/knowledge_infotabs

Repository containing code for the NAACL 2021 paper (Incorporating External Knowledge to Enhance Tabular Reasoning)

Primary LanguagePythonMIT LicenseMIT

Incorporating External Knowledge to Enhance Tabular Reasoning

Implementation of the knowledge incorporation for semi-structured inference (InfoTabS) our NAACL 2021 paper: Incorporating External Knowledge to Enhance Tabular Reasoning.

0. Prerequisites

Download and unpack INFOTABS dataset into ./data in the main code folder. This step is optional as we have already provided the INFOTABS data which can be found in /data/maindata/ and /data/tables/

conda env create --name myenv --file environment.yaml
conda activate myenv

some packages in the conda environment are required to be installed by pip

pip install -r requirements.txt

1. KG data (optional)

We are using bert-as-service which utlise cloud TPU for disambiguation purpose. Look up here for the documentation. For convenience we have already provided the extracted kg data which can be found in /data/kgdata/


cd scripts
cd kg_extraction

However you can extract kg as follows:

1.1 Download pre-trained BERT Model:

mkdir -p tmp

Download the BERT-Base, Uncased model, from here and uncompress the zip file into the folder tmp.

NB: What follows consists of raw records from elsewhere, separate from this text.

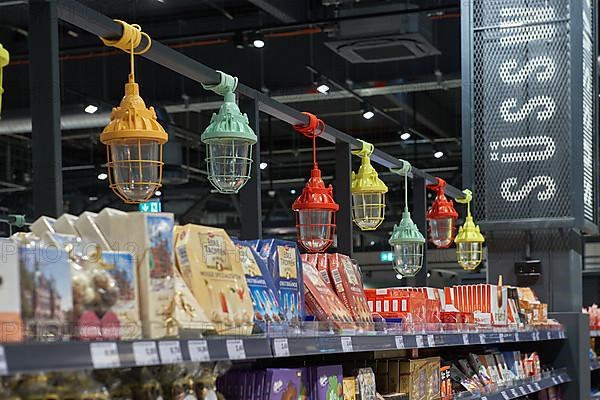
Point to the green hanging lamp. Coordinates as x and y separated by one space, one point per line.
229 140
408 243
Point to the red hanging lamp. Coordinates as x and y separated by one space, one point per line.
315 208
441 216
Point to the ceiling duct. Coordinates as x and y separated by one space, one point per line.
382 38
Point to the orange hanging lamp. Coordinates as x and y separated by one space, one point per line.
315 208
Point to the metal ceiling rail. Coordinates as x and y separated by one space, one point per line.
98 24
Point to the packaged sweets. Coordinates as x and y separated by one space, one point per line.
323 301
283 260
264 293
348 287
149 237
282 384
210 265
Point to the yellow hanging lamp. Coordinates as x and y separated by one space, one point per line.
4 60
469 241
134 138
368 192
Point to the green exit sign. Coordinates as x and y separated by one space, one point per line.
386 256
151 206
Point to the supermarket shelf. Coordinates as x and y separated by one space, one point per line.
524 389
44 356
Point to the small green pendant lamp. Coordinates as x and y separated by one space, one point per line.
408 243
229 140
469 241
368 192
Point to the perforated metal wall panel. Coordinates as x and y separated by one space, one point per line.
528 129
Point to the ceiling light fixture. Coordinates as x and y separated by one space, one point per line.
90 108
134 138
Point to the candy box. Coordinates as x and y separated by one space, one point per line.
348 288
282 384
327 383
264 293
149 237
283 260
121 266
322 301
210 265
36 294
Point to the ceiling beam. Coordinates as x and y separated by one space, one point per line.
285 11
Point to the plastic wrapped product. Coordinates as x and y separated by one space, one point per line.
286 268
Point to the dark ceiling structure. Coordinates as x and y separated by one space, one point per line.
400 58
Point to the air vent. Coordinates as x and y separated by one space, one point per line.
384 48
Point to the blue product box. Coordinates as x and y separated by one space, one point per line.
283 260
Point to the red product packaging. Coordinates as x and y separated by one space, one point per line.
321 300
347 285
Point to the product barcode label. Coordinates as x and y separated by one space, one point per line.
199 350
145 353
335 274
420 342
347 344
170 352
530 389
281 347
399 342
235 349
465 338
3 363
522 390
105 355
431 340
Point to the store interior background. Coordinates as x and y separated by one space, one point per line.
417 95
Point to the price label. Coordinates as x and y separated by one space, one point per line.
3 363
522 390
530 389
170 352
399 342
431 340
198 350
145 353
105 355
347 344
281 347
235 349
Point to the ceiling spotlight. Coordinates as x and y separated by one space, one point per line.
368 113
90 108
323 88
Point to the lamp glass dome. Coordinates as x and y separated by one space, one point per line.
229 140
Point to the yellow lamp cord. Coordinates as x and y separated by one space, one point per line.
128 42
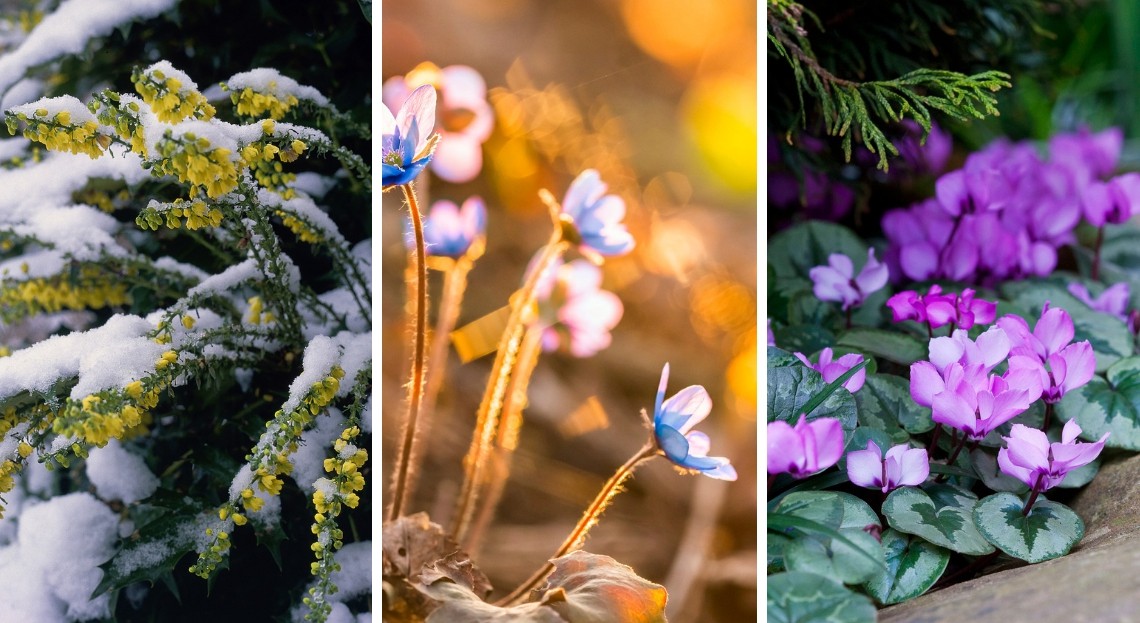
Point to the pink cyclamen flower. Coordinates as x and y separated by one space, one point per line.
673 429
1059 365
449 231
575 313
832 370
837 282
407 142
596 217
1029 458
464 115
1114 300
903 466
806 448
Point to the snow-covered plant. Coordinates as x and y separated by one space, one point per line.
187 329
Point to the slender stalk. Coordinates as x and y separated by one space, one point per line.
578 534
1096 255
506 441
487 419
405 460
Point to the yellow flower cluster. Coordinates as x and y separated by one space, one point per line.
110 110
194 160
196 212
251 103
59 135
167 97
91 290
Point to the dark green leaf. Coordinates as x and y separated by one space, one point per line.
1048 532
939 514
913 565
797 597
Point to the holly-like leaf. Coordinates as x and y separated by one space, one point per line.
1049 531
913 565
888 345
799 597
597 589
791 387
1108 406
941 514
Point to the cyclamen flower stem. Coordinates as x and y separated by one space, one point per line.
405 460
1033 496
1096 253
487 419
507 438
578 534
455 282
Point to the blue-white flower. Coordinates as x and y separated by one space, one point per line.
673 422
596 217
407 142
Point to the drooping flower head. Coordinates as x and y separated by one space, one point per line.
1029 458
832 370
575 313
449 231
806 448
673 428
837 282
464 115
903 466
592 219
407 142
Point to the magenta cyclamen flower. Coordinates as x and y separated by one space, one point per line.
837 282
575 313
903 466
673 428
832 370
1059 365
407 142
1114 300
449 231
465 118
596 217
806 448
1029 458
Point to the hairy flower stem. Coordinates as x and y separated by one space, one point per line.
487 419
578 534
405 460
1096 255
455 283
506 441
1033 496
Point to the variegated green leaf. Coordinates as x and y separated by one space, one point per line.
1108 406
1049 531
913 565
798 597
939 514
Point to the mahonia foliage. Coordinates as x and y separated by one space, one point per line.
853 71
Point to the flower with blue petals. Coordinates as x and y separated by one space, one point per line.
449 231
595 217
673 427
407 142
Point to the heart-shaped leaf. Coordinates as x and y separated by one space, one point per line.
939 514
885 402
1048 532
791 387
1109 337
1108 406
913 565
893 346
798 597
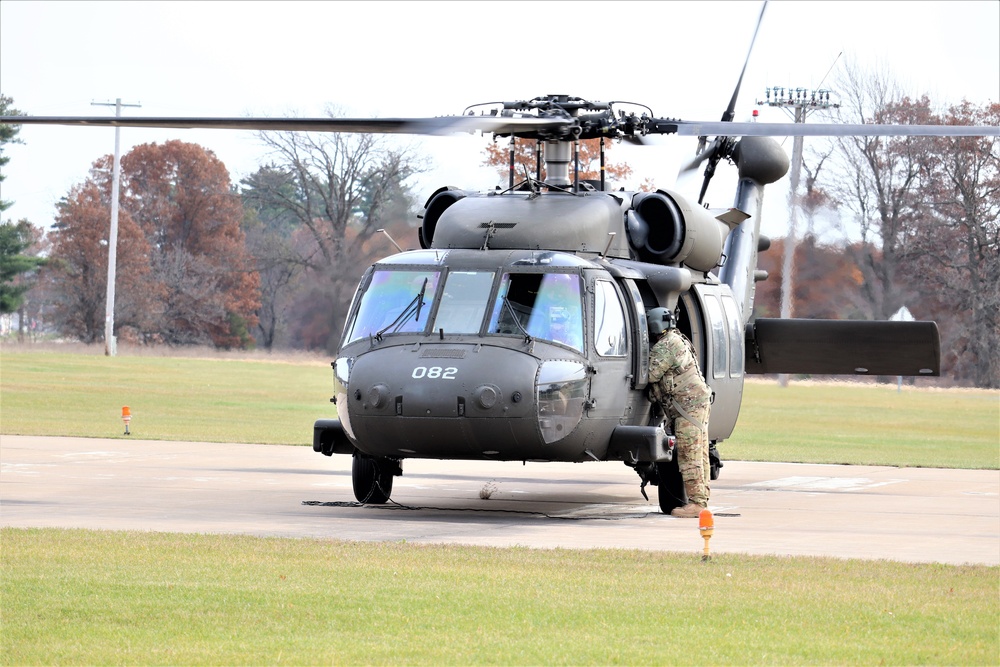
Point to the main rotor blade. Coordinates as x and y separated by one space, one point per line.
427 126
696 129
702 155
730 112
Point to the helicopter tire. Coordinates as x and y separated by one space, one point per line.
372 482
670 490
715 462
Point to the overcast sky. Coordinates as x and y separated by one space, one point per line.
435 58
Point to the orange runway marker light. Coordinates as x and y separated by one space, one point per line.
706 524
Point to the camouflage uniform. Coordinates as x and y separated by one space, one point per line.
677 385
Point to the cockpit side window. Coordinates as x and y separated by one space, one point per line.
548 306
610 335
396 301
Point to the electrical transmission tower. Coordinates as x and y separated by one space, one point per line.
799 102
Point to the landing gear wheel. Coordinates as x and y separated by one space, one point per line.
372 481
715 463
670 490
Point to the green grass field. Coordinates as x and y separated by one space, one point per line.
92 597
81 597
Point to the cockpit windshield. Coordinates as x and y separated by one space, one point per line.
395 302
543 305
540 305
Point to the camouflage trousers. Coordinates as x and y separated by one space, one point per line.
692 440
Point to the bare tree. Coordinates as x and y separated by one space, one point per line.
340 189
879 181
958 263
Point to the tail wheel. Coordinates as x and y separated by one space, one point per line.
372 481
670 490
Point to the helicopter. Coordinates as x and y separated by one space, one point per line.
518 330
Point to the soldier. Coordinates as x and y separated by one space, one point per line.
676 383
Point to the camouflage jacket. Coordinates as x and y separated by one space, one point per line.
673 367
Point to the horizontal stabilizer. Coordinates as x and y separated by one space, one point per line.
842 347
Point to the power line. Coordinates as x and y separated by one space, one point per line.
110 347
801 101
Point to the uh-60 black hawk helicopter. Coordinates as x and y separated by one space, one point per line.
518 332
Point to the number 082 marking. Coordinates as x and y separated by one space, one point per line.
434 373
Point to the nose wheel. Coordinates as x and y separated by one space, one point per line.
372 478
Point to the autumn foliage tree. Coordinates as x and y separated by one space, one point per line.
955 247
183 276
927 211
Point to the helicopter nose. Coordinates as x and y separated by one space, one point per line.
486 396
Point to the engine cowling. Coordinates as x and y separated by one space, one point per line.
437 204
665 228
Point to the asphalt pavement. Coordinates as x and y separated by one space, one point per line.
868 512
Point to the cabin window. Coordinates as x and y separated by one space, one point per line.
548 306
609 321
395 302
735 336
463 302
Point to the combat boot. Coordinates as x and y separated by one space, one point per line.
689 511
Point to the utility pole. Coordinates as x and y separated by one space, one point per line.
110 347
801 101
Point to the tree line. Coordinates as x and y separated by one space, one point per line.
273 261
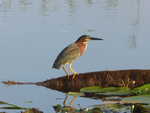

1.2 Start the BERT service:

uncased_L-12_H-768_A-12 is the name of the BERT folder downloaded.


bert-serving-start -model_dir tmp/uncased_L-12_H-768_A-12/ -max_seq_len NONE -pooling_strategy NONE -show_tokens_to_client 

1.3 KG Extraction:

We can extract the KG data by running the following line of code in a different terminal to the server:

python3 extract_kg.py 

The data is extracted into /data/kgdata/

2. Preprocessing (optional)

data/maindata and data/tables will be the primary folders we use for the preprocessing

2.1 Preprocessing

Preprocessing is divided into two steps

First generate the premises for the steps BPR, DRR and KG explicit from the json files. Assume the data is downloaded and unpacked into data/maindata/. For convenience we have already provided the preprocessed files in /temp/data/ . However you can also generate them as follows:

There are four .py files for preprocessing bpr.py, opr.py, drr.py, kg_explicit.py

bpr.py : It is used to generate data for the Better Paragraph Representation (BPR) step. We also use this file to generate better paragraph representation but with a newline character in between sentences to split the sentences better for the DRR or Distracting Row Removal step.


important argument details in bpr.py

--json_dir set as the directory path of the json files, i.e we set it to a folder named ./../data/tables/json/ in this case
--mode set as 1 to add newline character between every sentence (this makes it easier to split sentences while performing drr step as splitting by . splits abbreviations and leads to unfavourale situations). Set to 0 for normal paragraph used in bpr. Default value is set to 0.
--map set to "mnli" for mapping C-0, N-1 and E-2 (we use this as while using implicit knowledge the model is pretrained considering this mapping and hence it makes things easier). We set this to default as opposed to the mapping E-0, N-1 and C-2 used in the InfoTabS code.
--data_dir set to the directory containing the maindata and the hypothesis etc. i.e. we set it to a folder named ./../data/maindata/ in this case
--save_dir set to the directory where the generated bpr data will be saved. Here we have set it to ./../../temp/data/bpr/
--cat_dir set to the directory containing the table_categories.tsv file with the categories of each table
--splits data split names for which the bpr is to be generated. Default is set to all the splits ["train","dev","test_alpha1","test_alpha2","test_alpha3","test_alpha2_orignal"]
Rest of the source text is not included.